UTUUTUVANU S. FAATEA, Appellant
MATAITULI S. TAUA, Appellee
High Court of American Samoa
AP No. 18-88
September 8, 1989
Denial by trial court of appellant's offer to register land, based on court's findings that (1) all or almost all members of the appellee's family were connected to the appellant's family [12ASR2d89] and vice versa; (2) the matai title held by appellee was recognized in the village as a title in its own right; and (3) that the land offered for registration was in fact occupied by the appellee and by family members who rendered service to him rather than to appellant, did not implicitly suggest that appellant's matai title was a lesser matai title of appellee's family, but concluded only that appellant had not established his claim to the land.

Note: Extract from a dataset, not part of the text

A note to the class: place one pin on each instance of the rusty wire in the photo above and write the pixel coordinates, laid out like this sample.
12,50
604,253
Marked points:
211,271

Argument that trial court had incorrectly referred to disputed land by appellee's nam1e for it, rather than by the different name used by appellant, would not advance the merits of appellant's case where appellee prevailed on the basis of competent evidence quite unrelated to the name of the land.
It is not within the province of the appellate court to re-weigh the evidence and interfere with a decision based on the lower court's choice of one version of the facts over another; findings of facts may not be set aside by the appellate court unless clearly erroneous. A.S.C.A. § 43.0801(b).

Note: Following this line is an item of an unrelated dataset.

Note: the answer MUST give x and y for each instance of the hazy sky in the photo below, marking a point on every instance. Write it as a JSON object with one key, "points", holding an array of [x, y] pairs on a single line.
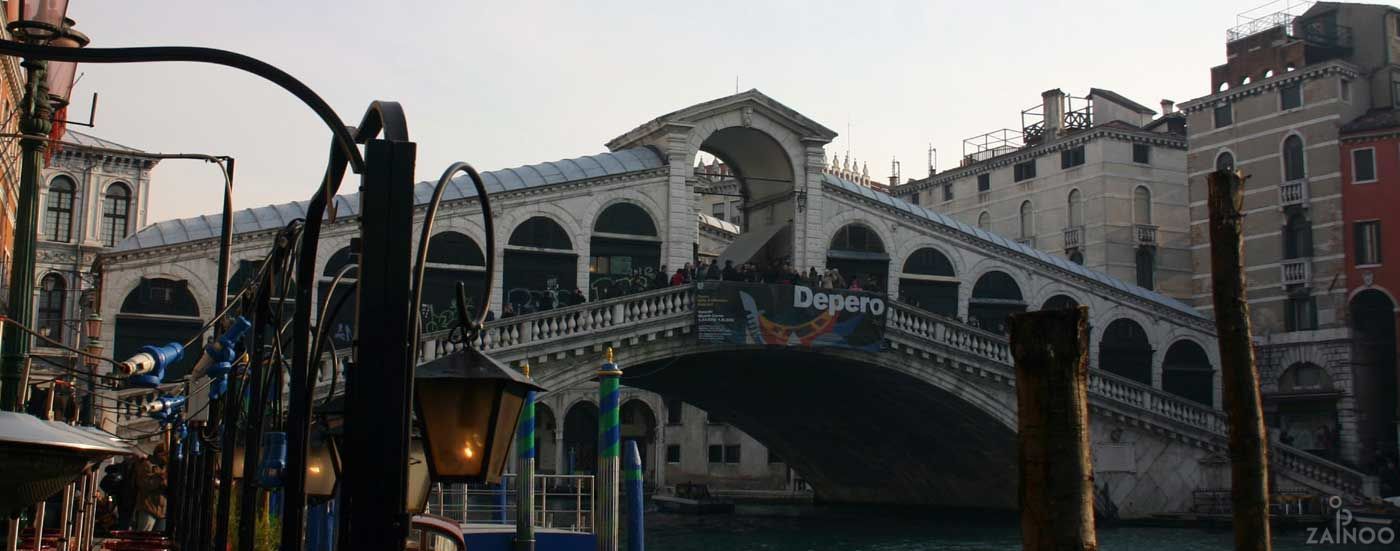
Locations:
{"points": [[510, 83]]}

Credibility of witnesses is uniquely the prerogative of the trial court.
Before KRUSE, Chief Justice, CANBY,* Acting Associate Justice, THOMPSON,** Acting Associate Justice, and VAIVAO, Associate Judge.
Counsel: For Appellant, Tautai A.F. Faalevao
For Appellee, Gata E. Gurr
Per Kruse, C.J.:
Utuutuvanu attempted to register title to a certain tract of land located in the village of Amanave. Mataituli objected on his family's behalf and the matter was referred to the Land and Titles Division. The record below reflects that both parties gave their respective, and contradictory, versions of family history and tradition. This essentially amounted to each party claiming that the other was his lesser matai and dependent on him for land rights. The trial court, while noting both versions of family history and tradition to be "in and of themselves, equally credible and coherent," Mataituli v. Utuutuvanu, 7 A.S.R.2d 134, 135 (1988), found that all or almost all members of the Mataituli family were also connected to the Utuutuvanu title and vice versa; that [12ASR2d90] the matai title "Mataituli" was recognized in the village as a title in its own right; and, that the land offered for registration by Utuutuvanu was ".. in fact occupied by the Mataituli titleholder together with those family members who rendered tautua (traditional service) to Mataituli rather than to Utuutuvanu. The Court upheld Mataituli's objection to Utuutuvanu's claims to ownership and hence denied the latter's application to register title to the land.
Appellant's first ground on appeal is that the ruling below implicitly suggested that the Utuutuvanu title is a lesser matai title of the Mataituli family. Appellant takes the position that such a conclusion: is inconsistent with history and tradition and therefore erroneous.
Appellant is mistaken about the extent of the holding below. The trial court concluded ---regardless of who might be the greater or lesser matai ---that Utuutuvanu had simply not established his claim to the land.
Secondly, appellant takes exception to the trial court's reference to the disputed land as "Faaea." Appellant makes the point that it was Utuutuvanu who referred to the land as "Faaea" while Mataituli referred to it as "Niumalama." We see nothing in this argument that would advance the merits of appellant's case one way or the other. Appellee prevailed on the basis of competent evidence quite unrelated to the question of whether the land is more correctly labeled "Niumalama" rather than "Faaea."
Finally, appellant urges that hi version of the facts is "more believable. " It is not within the province of the appellate court to re-weigh the evidence and interfere with a decision based on the lower court's choice of one version of the facts over another. Findings of fact may not be set aside by the Appellate Division unless clearly erroneous. A.S.C.A. § 43.0801(b). Additionally, the credibility of witnesses is uniquely the prerogative of the trial court. National Pacific Insurance v. Oto, 3 A.S.R.2d 94 (1986).
* Honorable William C. Canby, Jr., Judge, United States Court of Appeal for the Ninth Circuit, serving by designation of the Secretary of the Interior.
**Honorable David R. Thompson, Judge, United States Court of Appeals for the Ninth Circuit, serving by designation of the Secretary of the Interior.